November 8, 1918—Why am I writing all this? Maybe to absolve my conscience? Maybe because it’s too great a secret? Or maybe because in writing it I can begin to make some sort of sense out of a horrible nightmare. After Judge Jenkins shot Markham, he and Papa wrapped him in one of Mama’s oldest quilts, put his gun in the quilt beside him, and they carried him outside. I didn’t ask where they were taking him. When they came back inside the house a couple of hours later, they just told us it was all taken care of and they wouldn’t say anything more. I don’t think I wanted to know what they did with him. Mama and Miss Polly were near hysteria.

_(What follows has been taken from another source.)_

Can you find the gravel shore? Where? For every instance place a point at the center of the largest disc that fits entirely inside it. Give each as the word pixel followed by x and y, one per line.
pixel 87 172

While the men were out, Mama was crying and she went to the family Bible and ripped out the page that recorded Markham’s and my wedding. She ran into the kitchen and dumped her silverware out of the sheepskin. She put the Bible page in that sheepskin. The judge had dropped his gun onto the floor after he shot Markham. I can still see Miss Polly’s face as she picked that gun up by the handle and put it on top of the marriage record. She said she didn’t care if it had belonged to the judge’s father and had seen use during the Civil War, she didn’t want it ever to connect the judge with murder. She didn’t want the judge to see it when he came back inside and she told Mama to put it someplace where it wouldn’t ever be found. Then Mama took the whole bundle and hid it under her mattress. She said she would dispose of it next day where it wouldn’t be found. Nobody ever mentioned it again.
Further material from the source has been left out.